Бессонная ночь, вчерашняя беседа, отъезд Димы оказались слишком большой нагрузкой для меня, чтобы чувствовать себя такой, как всегда. После завтрака мы должны выехать в город. Елизавета Николаевна не поехала с нами, ее прощание с Димой было трогательно, старушка не скрывала своих влажных глаз. Мы все трое чувствовали, что нас связали те исключительно родственные узы, когда при разлуке делалось более чем грустно. Лошади были поданы, когда Дима вошел в мою комнату, уже в пальто, готовый к отъезду. Он взял стул и сел близко против меня, сказав:

— Могу просить Вас об одном одолжении?

Он еще никогда ни о чем не просил меня. Я первый раз видела его таким серьезным, встревоженным, озабоченный, а поспешила ответить:

— Конечно, пожалуйста.

— Я Вас прошу взять садовника, повара, или кого найдете нужным, но мужчину, который бы жил здесь, в доме. Не отпускайте и горничную, не будьте одни, только вдвоем с Елизаветой Николаевной. Степан и Дарья от Вас очень далеко, мало ли что может случиться. Вы это сделаете? Да?

— Да, — ответила я.

— Червонец, хотя Вы и бесстрашная наездница, но он для Вас тугоузд и горяч. Прошу Вас, пусть заботу о нем возьмет Захар. Да?

— Да, — ответила я.

— Есть ли у Вас браунинг?

— Да, есть.

— Теперь, — Дима встал и протянул ко мне свои руки, — не прощайте, а до свидания.

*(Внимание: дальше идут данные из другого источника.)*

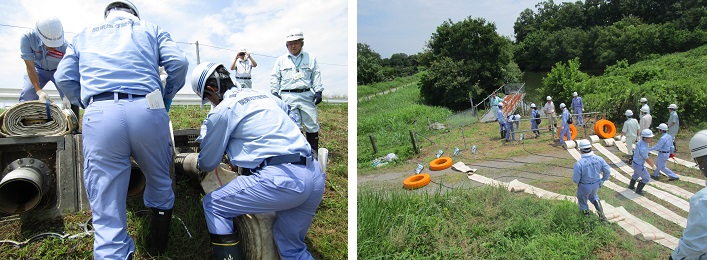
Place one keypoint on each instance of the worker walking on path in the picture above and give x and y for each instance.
(590, 173)
(535, 121)
(693, 243)
(495, 102)
(646, 119)
(578, 108)
(41, 49)
(502, 122)
(665, 148)
(630, 131)
(549, 110)
(640, 157)
(673, 123)
(243, 64)
(255, 131)
(112, 70)
(296, 79)
(565, 117)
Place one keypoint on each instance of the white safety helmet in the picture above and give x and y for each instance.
(646, 133)
(202, 73)
(698, 149)
(121, 4)
(294, 34)
(584, 145)
(50, 31)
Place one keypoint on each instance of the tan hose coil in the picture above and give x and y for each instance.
(30, 118)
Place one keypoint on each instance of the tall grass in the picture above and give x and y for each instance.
(484, 223)
(189, 238)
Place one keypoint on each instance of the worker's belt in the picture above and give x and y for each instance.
(111, 95)
(299, 90)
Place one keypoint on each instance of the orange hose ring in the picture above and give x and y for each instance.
(441, 163)
(417, 181)
(573, 132)
(605, 129)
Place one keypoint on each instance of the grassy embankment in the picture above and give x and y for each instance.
(327, 237)
(485, 223)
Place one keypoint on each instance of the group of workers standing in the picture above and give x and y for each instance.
(111, 70)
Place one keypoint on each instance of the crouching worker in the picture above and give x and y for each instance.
(254, 130)
(693, 244)
(590, 172)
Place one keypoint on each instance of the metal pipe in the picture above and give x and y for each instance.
(24, 183)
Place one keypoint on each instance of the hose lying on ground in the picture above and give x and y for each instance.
(30, 118)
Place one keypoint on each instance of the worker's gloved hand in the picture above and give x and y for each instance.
(167, 103)
(43, 96)
(317, 97)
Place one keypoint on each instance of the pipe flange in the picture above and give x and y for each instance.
(35, 164)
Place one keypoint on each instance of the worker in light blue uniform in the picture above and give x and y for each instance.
(565, 132)
(665, 148)
(502, 122)
(535, 120)
(297, 80)
(640, 157)
(109, 70)
(254, 130)
(578, 108)
(590, 173)
(41, 49)
(693, 243)
(495, 101)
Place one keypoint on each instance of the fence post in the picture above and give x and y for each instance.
(414, 145)
(373, 142)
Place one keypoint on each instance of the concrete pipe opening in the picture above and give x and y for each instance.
(24, 183)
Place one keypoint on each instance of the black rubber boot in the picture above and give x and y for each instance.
(313, 139)
(159, 231)
(639, 189)
(632, 184)
(600, 210)
(226, 246)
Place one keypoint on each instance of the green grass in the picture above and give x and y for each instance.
(327, 237)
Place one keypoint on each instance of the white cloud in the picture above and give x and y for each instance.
(259, 26)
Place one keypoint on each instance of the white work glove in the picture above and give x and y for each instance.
(43, 96)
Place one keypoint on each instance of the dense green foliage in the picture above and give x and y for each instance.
(601, 32)
(483, 223)
(372, 69)
(389, 118)
(467, 58)
(671, 79)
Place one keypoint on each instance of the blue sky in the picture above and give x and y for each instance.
(221, 27)
(404, 26)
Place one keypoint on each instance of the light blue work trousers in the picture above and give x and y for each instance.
(113, 130)
(28, 93)
(587, 191)
(292, 191)
(661, 164)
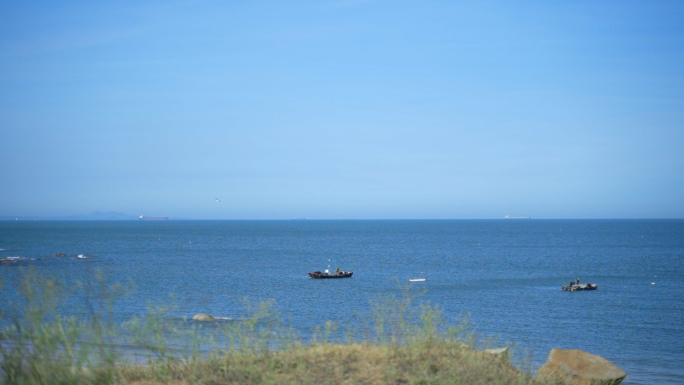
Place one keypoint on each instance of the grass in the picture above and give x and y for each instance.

Он притянул меня к себе на одно мгновение, как тогда на террасе, в день своего приезда, но на этот раз он целовал мою голову, схватив ее обеими руками, и быстро вышел из комнаты…

В этот же день в два часа дня я долго смотрела, не мигая, на маленькую точку исчезающего с глаз экспресса. И в этот же день я вернулась в свой домик в лесу.

Отъезд Димы походил для меня на состояние только что пробудившегося человека после длительного, интересного сна, сна необыденного, от которого просыпаться, оторваться не хочется. Нельзя ли его каким-нибудь способом удержать, продолжить хоть еще, еще немножечко. Мы все знакомы с чувством пустоты после отъезда близких, особенно любимых, дорогих. И каждому кажется, что именно ему особенно невыносимо тяжко. У меня даже часто вырывалось: «Лучше бы не приезжал, — или, — хоть бы поссорились или сделал бы какую-нибудь гадость». Разочарование гораздо легче пережить, чем тоску разлуки. Может, это было бы очень остро, больно в первую минуту, ну, пострадала бы малость, а потом была бы опять свободна.

Свободна и свобода, а ведь у меня их больше нет. Слова «свободна» и «свобода», к моему удивлению утратили всякий смысл, не звучали гордо, как раньше, и необходимости в них не ощущалось.

Первый вечер показался невыносимо тяжким. Меня потянуло по старой привычке (при Диме этого не было) на верхнюю террасу, как я говорила, звезды считать. Но не пробыла там и пяти минут. До жуткости чувствовала его присутствие, слышала, как билось его сердце, как он касался моей головы и целовал мои волосы.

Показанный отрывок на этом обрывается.